Thursday, 27 January 2011

Arctic Roll

Coues' Arctic Redpoll, Beds, Jan 2011. This is a second individual in Bedfordshire this year, coming straight off the back of the highly elusive Lodge bird. This one is with only around 40 redpolls and showed very well when I went to look at it. It's interesting to note how variable the flank streaking appears to be in different shots. In some it looks very light and almost not there, but in others it shows are heavier, darker lines. Similarly the undertail coverts look totally clean in some shots, but perhaps actually show a tiny streak in others?

These are fascinating birds, and ones that have been keeping me occupied all winter so far. Most of my lunchtimes have been spend walking round The Lodge in search of that individual. However in the 40+ hours I've amassed looking through hundreds of redpolls I've only seen the Coues' twice! Very tricky blighters.

Friday, 14 January 2011

Another hybrid quacker

I thought this was going to be a female Pochard x Tufted hybrid, but by pure chance I happened upon this post on Dominic Mitchells blog, with what look like two identical birds. Keith Vinicombe thinks his are Pochard x Ferruginous, albeit at the Pochard end of the spectrum. I actually suspect my bird is identical to his top bird, so maybe it moved to Stewartby Lake from Alexandra Park in London? Stewartby Lake, Beds, 8th January 2011.

Sunday, 9 January 2011

Bramble finches

The upper shot was taken with a Canon 400d, and 300mm IS f.4, the lower shot taken digiscoping using a Canon S90, Swarovski ATS 80 HD, 20x eyepiece, and universal adapter. Both shot RAW and converted using Canon DPP, then resized in Photoshop. Pretty similar quality I would say. Bramblings, Southill, 9th January 2011.

Thursday, 6 January 2011

Coues' Arctic Redpoll video

More of an interesting Redpoll at The Lodge from Steve Blain on Vimeo.

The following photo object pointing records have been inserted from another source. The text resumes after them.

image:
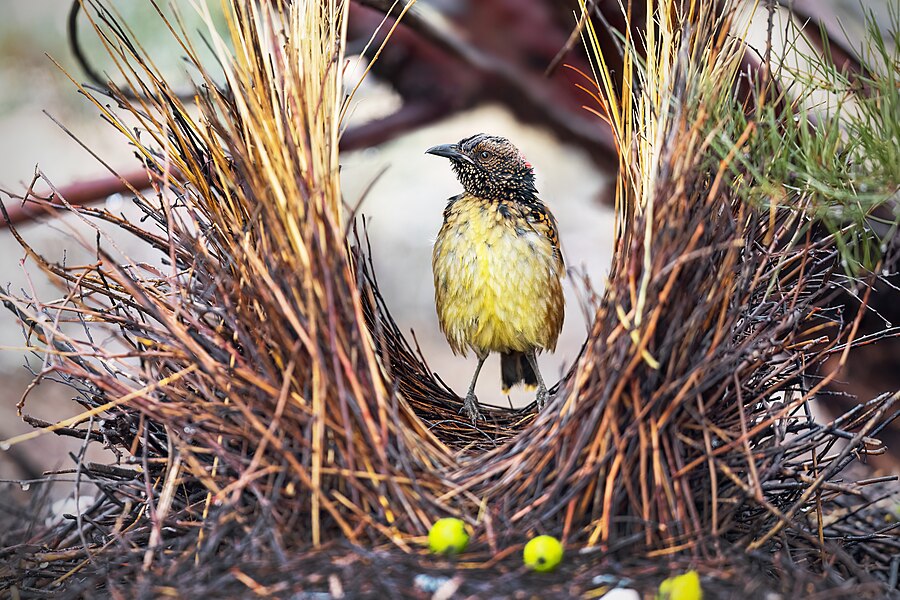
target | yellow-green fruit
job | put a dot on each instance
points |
(448, 536)
(681, 587)
(543, 553)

An interesting Redpoll at The Lodge from Steve Blain on Vimeo.

Coues' Arctic Redpoll

The following shots show a Coues' Arctic Redpoll at The Lodge, 5th January 2011.

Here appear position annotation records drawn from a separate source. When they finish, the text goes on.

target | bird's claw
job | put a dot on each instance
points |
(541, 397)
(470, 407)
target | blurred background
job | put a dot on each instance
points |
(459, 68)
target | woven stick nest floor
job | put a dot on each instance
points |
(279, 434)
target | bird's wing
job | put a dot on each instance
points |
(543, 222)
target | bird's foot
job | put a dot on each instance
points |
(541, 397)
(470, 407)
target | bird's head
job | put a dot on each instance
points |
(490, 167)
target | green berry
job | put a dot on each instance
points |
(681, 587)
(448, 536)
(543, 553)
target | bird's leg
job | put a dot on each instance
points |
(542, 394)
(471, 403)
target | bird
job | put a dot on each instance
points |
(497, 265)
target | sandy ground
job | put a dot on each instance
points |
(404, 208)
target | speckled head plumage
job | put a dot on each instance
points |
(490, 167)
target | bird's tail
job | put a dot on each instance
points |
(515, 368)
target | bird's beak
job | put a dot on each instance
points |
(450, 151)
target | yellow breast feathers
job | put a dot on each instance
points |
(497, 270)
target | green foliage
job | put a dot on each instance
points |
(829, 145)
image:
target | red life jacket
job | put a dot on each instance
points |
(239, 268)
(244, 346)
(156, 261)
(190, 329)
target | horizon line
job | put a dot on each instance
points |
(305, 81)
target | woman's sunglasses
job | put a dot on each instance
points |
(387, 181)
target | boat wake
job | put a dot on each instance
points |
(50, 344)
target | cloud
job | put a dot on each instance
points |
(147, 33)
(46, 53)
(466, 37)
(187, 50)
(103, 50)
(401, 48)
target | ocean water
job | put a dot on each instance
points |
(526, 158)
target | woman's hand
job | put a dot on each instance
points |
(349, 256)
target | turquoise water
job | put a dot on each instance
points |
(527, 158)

It was identified using the following criteria:
* Large size, with a bull-necked appearance
* Small bill which appears parallel sided
* Cream wash to head and chest
* Relatively light flank streaking, which does not reach beyond the wing-bar
* Broad white wing-bar, with no real hint of buff
* Large white rump, with little streaking
* Single, thin, under-tail streak

Appears thick-necked when compared to the (apparent) Lesser Redpoll in front:

Note the area of the white rump:

In this image it is next to a grey Mealy. Straight away you can see the different ground colour to the two birds. The flank streaking reaches much further down the flanks in the Mealy, and is heavier:

Here you can see the single, thin, undertail covert streak:

This bird is the culmination of around two months chasing the redpoll flocks at The Lodge. Observers of this bird (other than myself) included Mark Eaton, Mark Gurney, and Mark Ward. All helped in its identification and have spent many hours searching for these birds since they arrived in November.